Randomized Algorithms
* randomized rou{t,nd}ing Chap
4.3, 5.1, 5.2, 5.6
* "the probabilistic method"
=============================================================================
Randomized routing/rounding
---------------------------
Given an undirected graph and a set of pairs {(s_i, t_i)}
we want to
route these pairs to minimize congestion. NP-hard. Approximate?
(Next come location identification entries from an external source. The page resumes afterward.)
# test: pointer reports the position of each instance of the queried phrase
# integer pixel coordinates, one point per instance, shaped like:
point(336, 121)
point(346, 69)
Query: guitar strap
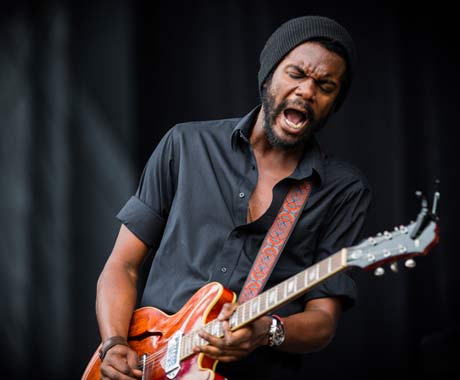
point(276, 239)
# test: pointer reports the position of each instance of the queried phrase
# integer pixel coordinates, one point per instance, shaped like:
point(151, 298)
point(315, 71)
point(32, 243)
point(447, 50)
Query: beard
point(273, 111)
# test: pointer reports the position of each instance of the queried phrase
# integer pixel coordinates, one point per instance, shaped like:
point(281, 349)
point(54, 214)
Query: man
point(210, 192)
Idea: (Raghavan & Thompson)
1. Solve fractionally. Think of as multi-commodity flow. (View as
a decision problem: is there a solution with congestion
at most C ==>
set capacities on edges to C, and then do binary search
on C). Can
solve with linear programming. __
/|\ |\
\|_\|/
2. For each pair (s_i, t_i) we have a flow: Now do "path stripping":
Can write this flow as a union of paths, with path j
carring some
fraction f_j of flow. sum_j f_j = 1.
3. Choose routing for (s_i, t_i) path by randomly
selecting according
to the distribution f_j.
Analysis: fix some edge. Let p_i be the flow of commodity i on this
edge. This
also means that p_i is the probability that we picked this
edge for routing (s_i, t_i) in step 3. So, for a given edge, can
think as a box with of a bunch of balls, one per (s_i,
t_i), each
thrown into this box with prob p_i, INDEPENDENTLY. Expected number of
balls is C.
Chernoff gives us:
Pr[total
> (1+epsilon)C] < e^{-epsilon^2*C/3}
So, if C >> log(n), then w.h.p., maximum is only
1+epsilon times
larger than the expectation.
What if C=1, or C is constant? In this case, a bound we can apply is
Pr[sum
> k*u] < (e^(k-1)/k^k)^u, where u is expectation.
(This bound holds for all k>1, and where
"sum" is a sum of independent
{0,1} random variables.)
So, set k to be O(log(n)/loglog(n)), and then get
1/n^c. Somewhat
like our discussion of the maximum for the occupancy
problem.
------------------------------------------------------------------------
Note: last time talked about how with pairwise
independence, can only
assume max is at most sqrt(n), and wondered how the
hashing methods we
discussed would behave. In fact, this is the topic of Gabor Tardos's
theory seminar this Friday.
-----------------------------------------------------------------------
"The Probabilistic Method": We want to show
that something exists. Do
this by setting up some probability distribution and
showing that what
we want happens with probability > 0.
Spencer's Graduation/Tenure Game
--------------------------------
Begin with some set of people at various positions.
2 players: Paul (partitioner) splits people into two
groups
Carole (chooser) selects one
group to be removed, other advances.
Paul
wins if somebody graduates, Carole wins if nobody graduates.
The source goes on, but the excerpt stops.